Hmm.. I looked at the benchmark set.
I'm conflicted. I don't know that I would necessarily want a model to pass all of these. Here is the fundamental problem. They are putting the rules and foundational context in "user" messages.
Essentially I don't think you want to train the models on full compliance to the user messages, they are essentially "untrusted" content from a system/model perspective. Or at least it is not generally "fully authoritative".
This creates a tension with the safety, truthfulness training, etc.
Isn’t that what fine tuning does anyway?
The article is suggesting that there should be a way for the LLM to gain knowledge (changing weights) on the fly upon gaining new knowledge which would eliminate the need for manual fine tuning.

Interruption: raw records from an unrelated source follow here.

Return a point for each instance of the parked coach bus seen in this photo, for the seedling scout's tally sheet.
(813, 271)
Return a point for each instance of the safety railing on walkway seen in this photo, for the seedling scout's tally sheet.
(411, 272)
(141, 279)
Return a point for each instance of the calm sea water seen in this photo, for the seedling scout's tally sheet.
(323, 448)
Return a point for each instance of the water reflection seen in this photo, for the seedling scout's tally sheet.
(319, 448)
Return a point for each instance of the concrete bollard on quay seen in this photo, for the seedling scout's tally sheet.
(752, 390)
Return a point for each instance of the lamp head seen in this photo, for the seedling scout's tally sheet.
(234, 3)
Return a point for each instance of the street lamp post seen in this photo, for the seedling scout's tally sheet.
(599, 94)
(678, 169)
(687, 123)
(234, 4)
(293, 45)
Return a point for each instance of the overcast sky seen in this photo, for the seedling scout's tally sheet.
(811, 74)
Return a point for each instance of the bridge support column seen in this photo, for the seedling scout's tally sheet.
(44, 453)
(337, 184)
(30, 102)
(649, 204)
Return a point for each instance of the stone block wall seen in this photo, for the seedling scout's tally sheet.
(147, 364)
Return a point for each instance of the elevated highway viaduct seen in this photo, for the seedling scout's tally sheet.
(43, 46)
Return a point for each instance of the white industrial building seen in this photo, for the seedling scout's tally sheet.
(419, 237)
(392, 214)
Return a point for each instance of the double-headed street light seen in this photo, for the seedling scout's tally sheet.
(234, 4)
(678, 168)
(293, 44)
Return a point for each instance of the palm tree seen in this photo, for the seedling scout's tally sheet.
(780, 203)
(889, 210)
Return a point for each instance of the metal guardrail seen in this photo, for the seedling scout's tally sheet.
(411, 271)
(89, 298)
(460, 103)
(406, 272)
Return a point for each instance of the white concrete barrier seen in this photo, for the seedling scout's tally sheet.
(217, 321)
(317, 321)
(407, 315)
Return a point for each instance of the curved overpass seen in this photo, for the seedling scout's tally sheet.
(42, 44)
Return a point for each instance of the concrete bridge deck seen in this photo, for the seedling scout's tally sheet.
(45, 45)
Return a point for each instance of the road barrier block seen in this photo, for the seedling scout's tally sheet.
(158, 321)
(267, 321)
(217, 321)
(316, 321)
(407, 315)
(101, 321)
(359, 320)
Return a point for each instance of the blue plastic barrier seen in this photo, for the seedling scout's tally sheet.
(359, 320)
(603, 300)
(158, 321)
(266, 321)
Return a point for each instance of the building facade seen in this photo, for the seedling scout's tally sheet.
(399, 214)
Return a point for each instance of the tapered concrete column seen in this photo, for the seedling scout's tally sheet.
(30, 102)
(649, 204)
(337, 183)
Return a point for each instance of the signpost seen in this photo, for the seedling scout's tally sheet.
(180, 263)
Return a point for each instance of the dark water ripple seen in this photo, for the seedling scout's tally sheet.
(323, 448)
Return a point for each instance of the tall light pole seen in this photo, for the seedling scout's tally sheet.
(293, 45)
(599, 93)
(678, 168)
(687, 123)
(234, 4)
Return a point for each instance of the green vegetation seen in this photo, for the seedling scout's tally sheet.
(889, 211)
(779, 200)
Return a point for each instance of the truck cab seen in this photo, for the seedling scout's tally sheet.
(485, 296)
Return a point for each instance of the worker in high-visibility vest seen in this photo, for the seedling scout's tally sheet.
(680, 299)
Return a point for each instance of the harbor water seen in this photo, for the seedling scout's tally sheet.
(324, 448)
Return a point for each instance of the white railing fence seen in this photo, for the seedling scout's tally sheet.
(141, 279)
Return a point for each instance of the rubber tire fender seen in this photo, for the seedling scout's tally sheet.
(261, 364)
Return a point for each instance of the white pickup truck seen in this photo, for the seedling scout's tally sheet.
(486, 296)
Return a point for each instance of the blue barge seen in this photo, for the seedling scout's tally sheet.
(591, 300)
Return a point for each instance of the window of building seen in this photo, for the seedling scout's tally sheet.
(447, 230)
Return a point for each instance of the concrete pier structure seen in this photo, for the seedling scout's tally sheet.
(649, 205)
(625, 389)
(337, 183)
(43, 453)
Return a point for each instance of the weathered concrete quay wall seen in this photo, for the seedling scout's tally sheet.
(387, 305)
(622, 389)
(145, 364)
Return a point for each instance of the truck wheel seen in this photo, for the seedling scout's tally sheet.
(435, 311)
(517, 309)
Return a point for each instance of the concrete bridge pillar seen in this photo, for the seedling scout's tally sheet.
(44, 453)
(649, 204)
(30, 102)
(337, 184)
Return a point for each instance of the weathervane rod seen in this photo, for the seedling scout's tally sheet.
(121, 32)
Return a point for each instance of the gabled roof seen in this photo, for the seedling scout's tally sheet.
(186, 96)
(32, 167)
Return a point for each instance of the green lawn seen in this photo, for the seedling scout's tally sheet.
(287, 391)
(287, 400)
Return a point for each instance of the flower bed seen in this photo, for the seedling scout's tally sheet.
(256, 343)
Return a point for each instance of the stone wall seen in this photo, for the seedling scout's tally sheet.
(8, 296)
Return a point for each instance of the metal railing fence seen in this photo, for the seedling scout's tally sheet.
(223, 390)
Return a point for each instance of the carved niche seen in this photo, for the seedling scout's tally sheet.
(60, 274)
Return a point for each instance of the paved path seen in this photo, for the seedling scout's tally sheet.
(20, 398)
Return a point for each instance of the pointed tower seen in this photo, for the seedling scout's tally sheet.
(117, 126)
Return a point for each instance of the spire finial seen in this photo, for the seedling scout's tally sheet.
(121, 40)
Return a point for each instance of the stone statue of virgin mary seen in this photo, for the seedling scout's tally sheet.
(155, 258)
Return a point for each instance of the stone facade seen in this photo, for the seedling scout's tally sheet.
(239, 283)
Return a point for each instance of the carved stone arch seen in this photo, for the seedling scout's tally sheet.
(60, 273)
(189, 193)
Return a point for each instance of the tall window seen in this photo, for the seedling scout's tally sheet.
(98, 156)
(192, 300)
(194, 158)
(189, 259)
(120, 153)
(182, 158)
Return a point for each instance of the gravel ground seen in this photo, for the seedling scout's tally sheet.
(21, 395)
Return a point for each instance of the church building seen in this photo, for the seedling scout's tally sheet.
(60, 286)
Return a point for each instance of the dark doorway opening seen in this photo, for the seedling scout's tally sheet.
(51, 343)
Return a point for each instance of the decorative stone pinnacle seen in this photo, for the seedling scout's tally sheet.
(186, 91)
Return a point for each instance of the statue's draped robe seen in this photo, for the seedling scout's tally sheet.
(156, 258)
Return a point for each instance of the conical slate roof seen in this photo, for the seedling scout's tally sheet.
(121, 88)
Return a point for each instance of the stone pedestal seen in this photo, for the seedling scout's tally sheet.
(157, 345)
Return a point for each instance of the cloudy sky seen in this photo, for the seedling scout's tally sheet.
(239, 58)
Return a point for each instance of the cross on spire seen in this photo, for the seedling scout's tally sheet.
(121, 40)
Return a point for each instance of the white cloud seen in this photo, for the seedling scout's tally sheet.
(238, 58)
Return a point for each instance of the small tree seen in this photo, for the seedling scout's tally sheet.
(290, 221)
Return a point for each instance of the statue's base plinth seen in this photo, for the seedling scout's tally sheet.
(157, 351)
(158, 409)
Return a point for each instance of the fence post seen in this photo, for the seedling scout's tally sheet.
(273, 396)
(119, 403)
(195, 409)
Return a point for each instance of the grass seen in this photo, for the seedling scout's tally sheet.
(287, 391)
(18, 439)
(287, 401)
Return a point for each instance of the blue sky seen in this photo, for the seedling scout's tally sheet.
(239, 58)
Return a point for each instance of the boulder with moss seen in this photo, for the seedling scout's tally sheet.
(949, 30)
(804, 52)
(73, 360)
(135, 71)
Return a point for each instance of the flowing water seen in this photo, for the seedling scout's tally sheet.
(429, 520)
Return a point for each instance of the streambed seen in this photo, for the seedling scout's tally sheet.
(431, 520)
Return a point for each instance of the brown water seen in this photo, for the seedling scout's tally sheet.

Sure, but the opposite end of the spectrum (which LLM providers have tended toward) is treating the training/feedback weights as "fully authoritative", which comes with its own questions about truth and excessive homogeneity.
Ultimately I think we end up with the same sort of considerations that are wrestled with in any society - freedom of speech, paradox of tolerance, etc. In other words, where do you draw lines between beneficial and harmful heterodox outputs?
I think AI companies overly indexing toward the safety side of things is probably more correct, in both a moral and strategic sense, but there's definitely a risk of stagnation through recursive reinforcement.